A, B, I, J In meningioma cells, UNC2025 decreases pERK/pAKT/pJNK after 1 hr and 72 hrs, and pFAK/pSrc after 72 hrs (A, B). Total levels of ERK/AKT/JNK/Src are not affected, and FAK decreases only after 72 hrs (I, J). C, D, K, L In schwannoma cells, UNC2025 reduces pERK/pAKT/pJNK after 1 hr and after 72 hrs and has no effect on pFAK/pSrc (C, D). UNC2025 has no significant effect on the expression of ERK/AKT/JNK/FAK/Src (K, L). E, F, M, N In meningioma cells BGB324 decreases pERK/pAKT/pJNK/pFAK after 1 hr and after 72 hrs. pSrc decreases only after 72 hrs (E, F). BGB324 has no significant effect on ERK/AKT/JNK/FAK/Src (M, N). G, H, O, P In schwannoma cells BGB324 decreases pERK/pAKT/pJNK after 1 hr and 72 hrs, and pFAK/pSrc after 72 hrs (G, H). BGB324 has no significant effect on ERK/AKT/JNK/FAK at either time points, but significantly decreases Src after 72 hrs (O, P). In all graphs data are normalised to the loading control GAPDH and are presented as percentage of the vehicle-only control (EtOH or DMSO) and the mean ± SEM is graphed. Kruskal Wallis followed by post hoc Dunn’s test was used in (A) (pJNK and pSrc 1 hr), (D) (pERK 1 hr, and pJNK and pAKT 72 hrs), (F) (pJNK 1 hr), (N) (ERK and FAK 72 hrs, and JNK, FAK, and Src 1 hr). One-way ANOVA with post hoc Tukey’s test was used in the rest of the graphs. Statistical values are represented as follows: ns (not significant) P > 0.05, * P < 0.05, ** P < 0.01, and *** P < 0.001.

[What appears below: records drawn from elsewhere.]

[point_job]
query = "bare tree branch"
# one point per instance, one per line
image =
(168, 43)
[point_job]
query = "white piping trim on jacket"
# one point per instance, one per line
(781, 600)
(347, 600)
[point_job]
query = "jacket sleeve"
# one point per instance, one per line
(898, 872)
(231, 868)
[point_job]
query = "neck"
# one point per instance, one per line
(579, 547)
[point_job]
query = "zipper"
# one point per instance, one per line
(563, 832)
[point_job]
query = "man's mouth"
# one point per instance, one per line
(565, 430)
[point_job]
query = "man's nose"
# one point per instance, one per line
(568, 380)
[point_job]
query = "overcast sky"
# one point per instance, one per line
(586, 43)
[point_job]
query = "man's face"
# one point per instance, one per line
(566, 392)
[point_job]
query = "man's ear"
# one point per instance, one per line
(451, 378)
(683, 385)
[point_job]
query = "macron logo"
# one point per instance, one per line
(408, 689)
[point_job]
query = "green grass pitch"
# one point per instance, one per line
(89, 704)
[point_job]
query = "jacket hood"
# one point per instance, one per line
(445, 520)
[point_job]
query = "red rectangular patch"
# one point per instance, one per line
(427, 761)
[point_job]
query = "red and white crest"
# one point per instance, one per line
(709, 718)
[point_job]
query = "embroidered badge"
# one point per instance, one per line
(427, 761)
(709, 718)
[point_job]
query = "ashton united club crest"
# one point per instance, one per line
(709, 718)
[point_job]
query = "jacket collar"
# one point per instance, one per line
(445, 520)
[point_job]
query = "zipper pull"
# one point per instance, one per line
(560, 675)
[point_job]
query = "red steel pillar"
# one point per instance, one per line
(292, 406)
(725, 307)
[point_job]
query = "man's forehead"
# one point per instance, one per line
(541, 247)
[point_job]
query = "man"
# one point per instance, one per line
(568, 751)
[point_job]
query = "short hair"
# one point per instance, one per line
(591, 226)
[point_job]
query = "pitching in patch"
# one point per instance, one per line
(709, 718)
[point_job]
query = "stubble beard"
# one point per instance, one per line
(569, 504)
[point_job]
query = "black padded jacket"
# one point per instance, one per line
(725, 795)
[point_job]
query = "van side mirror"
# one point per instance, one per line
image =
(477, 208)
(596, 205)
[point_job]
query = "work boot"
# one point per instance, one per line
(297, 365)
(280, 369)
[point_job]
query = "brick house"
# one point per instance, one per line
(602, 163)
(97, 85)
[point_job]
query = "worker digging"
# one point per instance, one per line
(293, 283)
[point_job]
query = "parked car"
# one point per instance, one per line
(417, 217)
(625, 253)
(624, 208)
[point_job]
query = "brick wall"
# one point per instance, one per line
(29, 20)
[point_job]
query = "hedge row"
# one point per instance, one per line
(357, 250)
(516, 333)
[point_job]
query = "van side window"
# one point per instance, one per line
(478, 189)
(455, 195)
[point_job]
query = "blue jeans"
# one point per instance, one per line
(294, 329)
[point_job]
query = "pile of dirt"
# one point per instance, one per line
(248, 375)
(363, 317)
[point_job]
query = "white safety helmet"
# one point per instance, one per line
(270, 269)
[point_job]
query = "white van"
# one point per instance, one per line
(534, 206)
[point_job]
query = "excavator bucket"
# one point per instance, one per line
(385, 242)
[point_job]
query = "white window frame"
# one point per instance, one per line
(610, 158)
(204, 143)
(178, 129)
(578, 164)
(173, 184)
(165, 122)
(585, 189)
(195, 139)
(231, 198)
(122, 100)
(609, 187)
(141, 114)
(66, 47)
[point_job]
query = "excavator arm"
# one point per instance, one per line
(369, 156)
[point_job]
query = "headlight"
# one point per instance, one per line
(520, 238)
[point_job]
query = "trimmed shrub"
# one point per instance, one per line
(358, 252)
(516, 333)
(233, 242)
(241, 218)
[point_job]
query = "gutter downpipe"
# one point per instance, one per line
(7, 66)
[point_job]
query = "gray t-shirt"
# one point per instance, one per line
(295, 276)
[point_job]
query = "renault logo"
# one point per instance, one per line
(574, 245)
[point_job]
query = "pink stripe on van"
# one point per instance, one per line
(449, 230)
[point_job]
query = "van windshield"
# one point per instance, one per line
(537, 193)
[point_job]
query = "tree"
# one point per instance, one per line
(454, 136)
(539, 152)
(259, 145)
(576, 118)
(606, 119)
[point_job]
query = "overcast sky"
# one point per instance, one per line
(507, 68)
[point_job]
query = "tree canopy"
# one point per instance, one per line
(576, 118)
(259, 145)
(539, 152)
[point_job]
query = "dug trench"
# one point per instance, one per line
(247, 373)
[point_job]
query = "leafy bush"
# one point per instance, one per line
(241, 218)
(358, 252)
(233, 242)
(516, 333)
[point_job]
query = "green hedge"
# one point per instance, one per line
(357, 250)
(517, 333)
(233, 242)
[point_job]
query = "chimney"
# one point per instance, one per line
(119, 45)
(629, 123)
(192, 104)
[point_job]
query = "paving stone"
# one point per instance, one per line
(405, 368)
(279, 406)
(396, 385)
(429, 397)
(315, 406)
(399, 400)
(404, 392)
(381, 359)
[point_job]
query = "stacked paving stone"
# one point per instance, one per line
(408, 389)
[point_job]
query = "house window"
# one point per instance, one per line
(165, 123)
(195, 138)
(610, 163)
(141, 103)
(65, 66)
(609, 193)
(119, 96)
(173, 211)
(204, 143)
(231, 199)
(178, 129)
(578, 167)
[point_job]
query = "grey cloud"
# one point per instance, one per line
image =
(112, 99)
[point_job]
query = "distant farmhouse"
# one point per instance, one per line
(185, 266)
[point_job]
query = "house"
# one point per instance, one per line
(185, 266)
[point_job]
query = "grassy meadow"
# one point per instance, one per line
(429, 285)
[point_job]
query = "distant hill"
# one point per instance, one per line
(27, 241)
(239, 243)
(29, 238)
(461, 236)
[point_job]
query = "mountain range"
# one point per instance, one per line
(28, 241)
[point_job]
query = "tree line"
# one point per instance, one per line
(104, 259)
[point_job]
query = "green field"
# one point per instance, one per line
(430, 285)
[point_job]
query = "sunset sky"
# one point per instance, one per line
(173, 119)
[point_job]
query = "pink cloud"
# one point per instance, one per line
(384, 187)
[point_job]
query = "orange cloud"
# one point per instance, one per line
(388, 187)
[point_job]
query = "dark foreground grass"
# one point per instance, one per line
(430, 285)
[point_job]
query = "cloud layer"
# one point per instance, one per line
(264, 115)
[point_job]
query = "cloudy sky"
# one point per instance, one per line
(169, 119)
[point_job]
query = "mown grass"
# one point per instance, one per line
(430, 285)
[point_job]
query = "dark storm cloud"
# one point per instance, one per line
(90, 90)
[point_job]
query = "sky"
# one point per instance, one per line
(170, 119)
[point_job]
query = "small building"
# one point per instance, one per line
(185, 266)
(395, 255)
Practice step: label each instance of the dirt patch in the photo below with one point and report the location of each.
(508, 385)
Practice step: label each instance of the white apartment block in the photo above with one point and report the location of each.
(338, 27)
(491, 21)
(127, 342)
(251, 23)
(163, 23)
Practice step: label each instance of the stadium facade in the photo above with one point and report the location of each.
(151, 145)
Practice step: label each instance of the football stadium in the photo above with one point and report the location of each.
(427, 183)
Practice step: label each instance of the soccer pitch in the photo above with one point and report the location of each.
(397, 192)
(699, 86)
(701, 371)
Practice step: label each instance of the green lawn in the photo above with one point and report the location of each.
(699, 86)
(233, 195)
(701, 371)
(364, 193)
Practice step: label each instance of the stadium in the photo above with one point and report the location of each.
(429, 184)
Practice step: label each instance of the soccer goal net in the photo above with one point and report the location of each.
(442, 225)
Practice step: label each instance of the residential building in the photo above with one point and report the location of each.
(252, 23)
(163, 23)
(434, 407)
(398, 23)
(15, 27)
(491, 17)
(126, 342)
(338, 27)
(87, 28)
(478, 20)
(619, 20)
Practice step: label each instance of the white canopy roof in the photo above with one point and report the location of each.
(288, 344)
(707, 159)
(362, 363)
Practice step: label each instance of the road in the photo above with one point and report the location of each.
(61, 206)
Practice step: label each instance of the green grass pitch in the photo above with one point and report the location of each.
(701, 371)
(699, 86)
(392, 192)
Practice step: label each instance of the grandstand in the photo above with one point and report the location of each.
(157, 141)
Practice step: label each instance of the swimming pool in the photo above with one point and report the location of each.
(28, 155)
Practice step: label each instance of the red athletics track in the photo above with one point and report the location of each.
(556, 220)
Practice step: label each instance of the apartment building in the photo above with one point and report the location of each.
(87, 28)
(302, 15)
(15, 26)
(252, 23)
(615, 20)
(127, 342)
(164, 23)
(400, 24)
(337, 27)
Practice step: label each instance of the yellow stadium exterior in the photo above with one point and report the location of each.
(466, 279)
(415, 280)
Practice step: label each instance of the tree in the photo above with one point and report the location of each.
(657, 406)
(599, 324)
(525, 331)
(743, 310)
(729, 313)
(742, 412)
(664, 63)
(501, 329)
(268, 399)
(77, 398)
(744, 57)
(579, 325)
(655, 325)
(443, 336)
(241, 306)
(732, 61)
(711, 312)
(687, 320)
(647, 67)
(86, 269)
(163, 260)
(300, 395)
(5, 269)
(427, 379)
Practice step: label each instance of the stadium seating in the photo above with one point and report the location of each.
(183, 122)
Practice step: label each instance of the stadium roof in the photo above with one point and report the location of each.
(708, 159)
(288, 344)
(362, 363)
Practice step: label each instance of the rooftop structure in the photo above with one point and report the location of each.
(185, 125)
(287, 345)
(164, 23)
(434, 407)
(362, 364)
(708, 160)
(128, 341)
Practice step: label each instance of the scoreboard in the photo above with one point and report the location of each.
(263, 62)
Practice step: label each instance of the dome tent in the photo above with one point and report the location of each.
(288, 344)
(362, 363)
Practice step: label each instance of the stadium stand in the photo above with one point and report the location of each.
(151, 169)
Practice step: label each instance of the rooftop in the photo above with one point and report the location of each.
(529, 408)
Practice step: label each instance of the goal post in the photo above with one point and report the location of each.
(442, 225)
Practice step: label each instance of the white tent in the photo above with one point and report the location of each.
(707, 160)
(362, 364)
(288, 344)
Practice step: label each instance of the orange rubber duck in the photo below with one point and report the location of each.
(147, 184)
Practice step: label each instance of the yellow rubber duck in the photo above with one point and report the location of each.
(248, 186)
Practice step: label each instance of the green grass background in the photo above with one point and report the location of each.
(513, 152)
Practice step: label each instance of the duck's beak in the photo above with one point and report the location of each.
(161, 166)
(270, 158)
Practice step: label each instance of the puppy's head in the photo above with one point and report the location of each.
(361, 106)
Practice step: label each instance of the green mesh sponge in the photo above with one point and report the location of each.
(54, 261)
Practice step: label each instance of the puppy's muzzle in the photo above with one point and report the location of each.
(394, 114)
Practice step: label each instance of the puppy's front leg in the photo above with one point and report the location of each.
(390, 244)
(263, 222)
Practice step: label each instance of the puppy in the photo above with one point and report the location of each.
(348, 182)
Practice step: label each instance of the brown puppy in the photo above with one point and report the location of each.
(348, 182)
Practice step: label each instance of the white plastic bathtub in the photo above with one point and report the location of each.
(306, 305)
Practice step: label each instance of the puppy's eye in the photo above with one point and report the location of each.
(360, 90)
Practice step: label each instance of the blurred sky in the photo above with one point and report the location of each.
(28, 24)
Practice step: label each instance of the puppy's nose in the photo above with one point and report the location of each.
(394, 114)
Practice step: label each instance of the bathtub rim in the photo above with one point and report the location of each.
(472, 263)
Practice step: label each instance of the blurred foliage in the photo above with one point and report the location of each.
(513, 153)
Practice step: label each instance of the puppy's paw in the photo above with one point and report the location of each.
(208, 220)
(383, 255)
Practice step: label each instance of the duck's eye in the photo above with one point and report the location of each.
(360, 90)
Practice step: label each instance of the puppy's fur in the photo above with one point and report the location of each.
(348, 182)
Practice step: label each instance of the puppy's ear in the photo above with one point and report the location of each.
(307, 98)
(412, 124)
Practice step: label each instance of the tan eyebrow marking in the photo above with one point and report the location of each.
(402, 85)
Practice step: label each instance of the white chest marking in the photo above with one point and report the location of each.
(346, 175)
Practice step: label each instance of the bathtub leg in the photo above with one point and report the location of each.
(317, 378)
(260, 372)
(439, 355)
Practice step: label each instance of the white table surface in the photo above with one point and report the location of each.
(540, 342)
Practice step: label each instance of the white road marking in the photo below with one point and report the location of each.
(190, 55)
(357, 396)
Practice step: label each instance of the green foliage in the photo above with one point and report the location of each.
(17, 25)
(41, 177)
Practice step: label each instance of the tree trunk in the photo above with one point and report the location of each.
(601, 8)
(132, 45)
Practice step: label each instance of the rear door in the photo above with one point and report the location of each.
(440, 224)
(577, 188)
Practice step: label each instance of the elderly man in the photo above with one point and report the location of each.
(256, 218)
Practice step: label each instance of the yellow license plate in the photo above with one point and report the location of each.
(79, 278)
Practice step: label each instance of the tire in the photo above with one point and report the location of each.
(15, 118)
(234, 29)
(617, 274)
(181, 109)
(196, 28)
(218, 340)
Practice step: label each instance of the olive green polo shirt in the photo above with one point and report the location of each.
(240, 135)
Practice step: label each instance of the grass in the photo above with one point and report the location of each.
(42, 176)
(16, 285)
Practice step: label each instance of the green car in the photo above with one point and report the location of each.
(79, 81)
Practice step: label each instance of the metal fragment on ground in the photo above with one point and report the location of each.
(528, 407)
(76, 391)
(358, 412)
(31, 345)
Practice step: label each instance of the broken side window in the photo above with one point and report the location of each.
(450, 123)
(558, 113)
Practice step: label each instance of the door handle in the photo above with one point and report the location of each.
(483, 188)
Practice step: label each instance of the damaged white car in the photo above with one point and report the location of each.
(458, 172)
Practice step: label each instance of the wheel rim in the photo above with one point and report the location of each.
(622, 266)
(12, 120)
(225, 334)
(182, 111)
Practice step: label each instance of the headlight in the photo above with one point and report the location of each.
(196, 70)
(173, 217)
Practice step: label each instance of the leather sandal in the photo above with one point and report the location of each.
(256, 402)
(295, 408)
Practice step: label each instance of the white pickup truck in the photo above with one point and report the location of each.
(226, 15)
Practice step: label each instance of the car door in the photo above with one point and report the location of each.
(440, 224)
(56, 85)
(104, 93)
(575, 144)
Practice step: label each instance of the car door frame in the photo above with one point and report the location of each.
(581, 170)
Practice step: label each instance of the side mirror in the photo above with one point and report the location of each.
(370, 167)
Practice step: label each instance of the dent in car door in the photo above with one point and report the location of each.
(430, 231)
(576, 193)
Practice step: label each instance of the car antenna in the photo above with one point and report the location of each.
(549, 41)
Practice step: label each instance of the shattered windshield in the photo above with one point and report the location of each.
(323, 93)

Fig. 8. UNC2025 decreases number of macrophages, microglia, and tumour cells in meningioma and schwannoma passage 0 (p0) cells.

A, B, D, E UNC2025 (3 µM, 48 hrs) decreases CD68-positive macrophage population (CD68 +/CD163+ macrophages, CD68 +/iNOS+ macrophages, and CD68 +/TMEM119+ microglia) in meningioma and schwannoma p0 cells. A decrease of non-macrophagic CD163 +/CD68- and iNOS +/CD68- cell populations, predominantly composed of SSTR2 +, SSTR2 +/iNOS+ and SSTR2 +/CD163+ meningioma cells, and S100B +, S100B +/iNOS+ and S100B +/CD163+ schwannoma cells, is also observed. C, G, F, J UNC2025 (3 µM, 48 hrs) decreases CD68 +/Ki67+ macrophage, TMEM119 +/Ki67+ microglia, and CD68-/Ki67+ non-macrophagic cell populations, including SSTR2 +/Ki67+ meningioma (C, G) and S100B +/Ki67+ schwannoma (F, J) tumour cells. C, H, F, K UNC2025 (3 µM, 48 hrs) increases number of apoptotic CD68 +/Cleaved caspase-3+ macrophages, and CD68-/Cleaved caspase-3+ non-macrophagic cell populations including SSTR2 +/Cleaved caspase-3+ meningioma and S100B +/Cleaved caspase-3+ schwannoma cells. In meningioma (I) but not schwannoma (L) p0 cells, CD68-negative non-macrophage cells (comprising of mostly tumour cells) display a weaker response to UNC2025 (3 µM, 48 hrs) when a higher macrophage population is present. These data are presented as a correlation between macrophage population (CD68+ as a % of total cell number, DAPI) and Ki67 +/CD68- cells responding to the treatment (% of total cell number, DAPI). Unless indicated, images were taken using a Leica SPE confocal microscope at 20x objective magnification. Scale bars are 50 μm. In (A, D), the data are presented as percentage for total cell number (% of DAPI) normalised to EtOH vehicle control. In (G, H, J, K) the data are presented as percentage for total cell number. Statistical tests: (A, D) Single-sample t test or Wilcoxon; (G, H, J, K) two-sample t test or Wilcoxon test; (I) Shapiro–Wilk test, Pearson’s correlation coefficient ‘r’; (L) Shapiro–Wilk test, Spearman’s rank correlation coefficient ‘r’. Statistical values are reported as ns (not significant) P > 0.05, *P < 0.05, **P < 0.01, and ***P < 0.001.